Winter coats are one of the best things to sew: a big crunchy project with lots of details in well-behaved wool. I’m currently well supplied in the coat department with several in the wardrobe, so had no space for another. However I’d been eyeing up Vogue 1853 for my husband ever since it was released – it’s exactly his style – and this year the navy surplus coat he’s been wearing for years reached the end of its life, so I had an perfectly good excuse to make yet another coat.
Here’s the pattern photo. We went for view B, the long coat.
There is a half belt which is designed to pull the back in a little, which is why it’s not lying flat in the back view below. The fabric is a dark navy wool/polyester coating from Minerva Crafts. I was very impressed by Minerva’s vast range of coating fabric. I often find their fabrics are more expensive than other companies, but they had a sale the week we were buying fabric so this one ended up being a bargain.
I made a toile but it turned out we didn’t need many changes to the pattern. The collar is seriously tall so I folded 1.5cm over at the top edge. And to give a little extra room I didn’t sew the front waist darts. I probably should have shortened the sleeves too, but we weren’t sure and I personally hate sleeves to be even slightly too short so we left them.

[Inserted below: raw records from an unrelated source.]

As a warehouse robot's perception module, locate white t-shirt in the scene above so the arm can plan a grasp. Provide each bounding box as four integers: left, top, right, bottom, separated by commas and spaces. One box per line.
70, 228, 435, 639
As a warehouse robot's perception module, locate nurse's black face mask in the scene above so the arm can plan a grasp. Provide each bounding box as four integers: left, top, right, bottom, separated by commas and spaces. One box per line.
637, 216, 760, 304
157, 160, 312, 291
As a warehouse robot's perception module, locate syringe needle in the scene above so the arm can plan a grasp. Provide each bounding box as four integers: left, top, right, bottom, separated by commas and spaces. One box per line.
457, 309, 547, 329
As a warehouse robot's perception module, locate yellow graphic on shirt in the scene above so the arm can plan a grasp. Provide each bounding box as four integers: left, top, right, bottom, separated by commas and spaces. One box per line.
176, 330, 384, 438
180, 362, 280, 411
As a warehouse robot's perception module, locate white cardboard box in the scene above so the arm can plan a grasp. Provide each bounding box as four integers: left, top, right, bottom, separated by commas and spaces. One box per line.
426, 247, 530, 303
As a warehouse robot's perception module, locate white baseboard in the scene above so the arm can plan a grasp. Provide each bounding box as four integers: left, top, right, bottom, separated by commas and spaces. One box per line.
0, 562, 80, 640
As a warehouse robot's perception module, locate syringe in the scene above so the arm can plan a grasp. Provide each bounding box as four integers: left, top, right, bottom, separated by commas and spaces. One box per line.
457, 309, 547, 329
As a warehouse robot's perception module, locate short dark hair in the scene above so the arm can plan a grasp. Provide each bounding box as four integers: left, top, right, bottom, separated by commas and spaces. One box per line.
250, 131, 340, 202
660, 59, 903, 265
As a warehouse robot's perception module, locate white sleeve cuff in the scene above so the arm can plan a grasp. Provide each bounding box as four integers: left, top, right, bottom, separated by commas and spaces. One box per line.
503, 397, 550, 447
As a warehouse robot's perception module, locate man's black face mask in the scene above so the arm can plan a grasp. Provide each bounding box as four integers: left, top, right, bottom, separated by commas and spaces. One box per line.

The lining fabric is grey polyester satin from The Lining Company. The lining was in my stash, left over from another coat project that didn’t work out, so I’m glad to have finally used it. It’s lovely quality, really heavy, and the colour contrasts with the navy without being garish. If I’d been buying lining I’d probably have felt obliged to go with navy in order to match the shell. I do like a contrast lining.
Before cutting out I made a separate lining pattern and some adjustments to the facings following the advice from the Ready To Wear coat sew-along by Sheryll of Pattern Scissors Cloth. I can’t recommend this sew-along enough; it makes inserting the lining and hemming quick, easy, and entirely doable by machine; at least it does if you follow Sheryll’s advice to check everything carefully before you cut. Which I failed to do. At first it all went well: Sheryll’s method for sewing the lining/facing/hem junction entirely by machine is brilliant: quick and easy and gives a good finish.

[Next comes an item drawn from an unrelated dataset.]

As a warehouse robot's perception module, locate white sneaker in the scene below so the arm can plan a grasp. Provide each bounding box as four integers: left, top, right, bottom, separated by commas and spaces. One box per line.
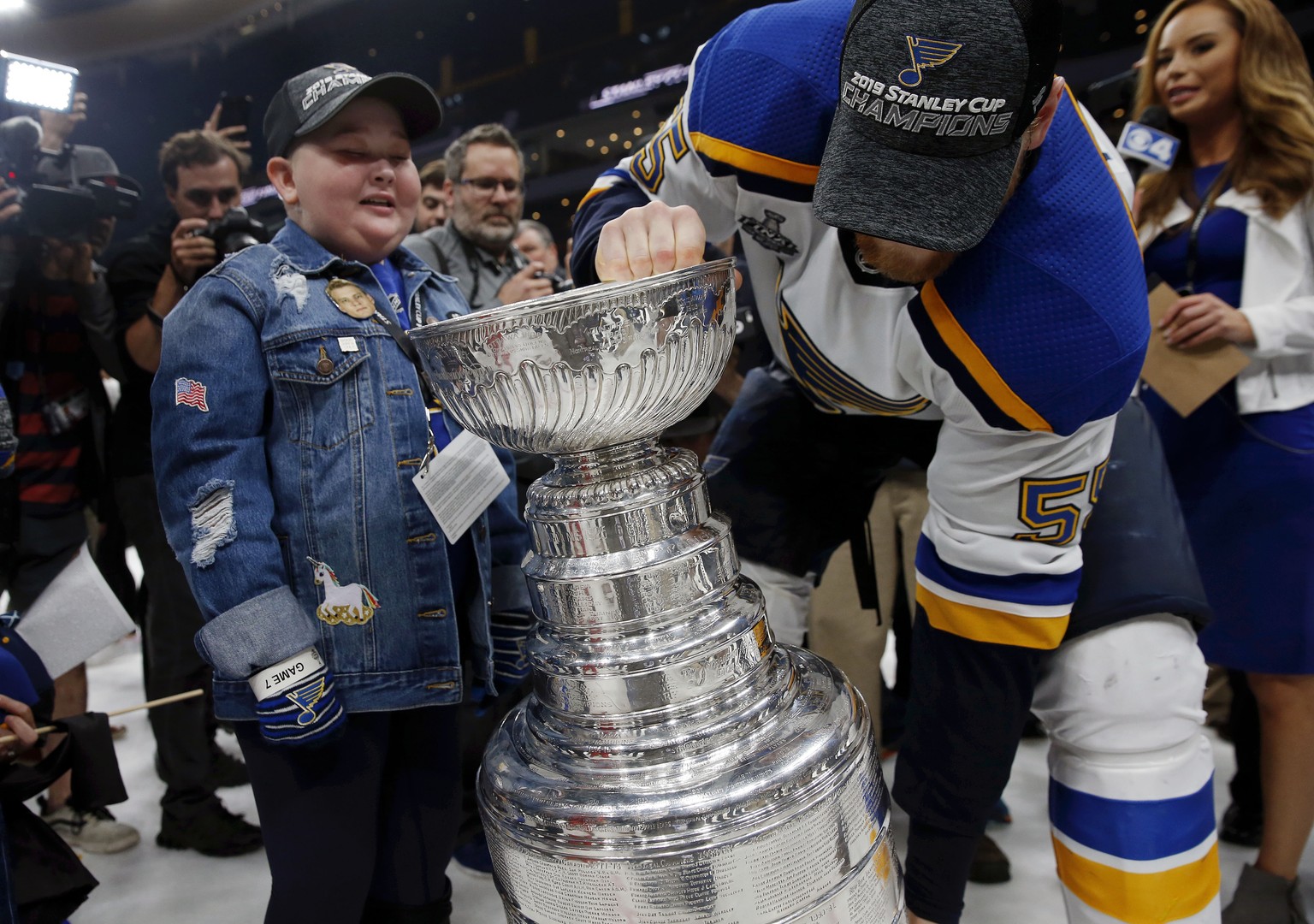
41, 806, 142, 853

The sew-along coat doesn’t have a back vent, so how to draft a lining to fit around a vent wasn’t covered. I used the lining vent lines from the original pattern for the lining pattern and assumed it would all work out. Wrong. When I came to sew it I couldn’t get the lining to sit nicely around the vent when I attached it from the inside by machine. I ended up hand-sewing the lining to the shell around the vent edges and made a little pleat to make it fit. It looks OK now but there was an evening of much seam ripping and frustration along the way. Next time I’ll take the time to check the pattern first.
One thing I did plan carefully was the addition of an inside pocket, carefully sized to fit my husband’s phone, and it’s come out well. I was dubious about sewing welts in lining fabric across the bulk of the facing/lining seam, but with the addition of interfacing to the welts it turned out to be pretty painless. In fact there’s lots of extra interfacing in this coat: the entire front, the facings, and the hems are all interfaced with Vilene G405. That was a lot of tedious fusing.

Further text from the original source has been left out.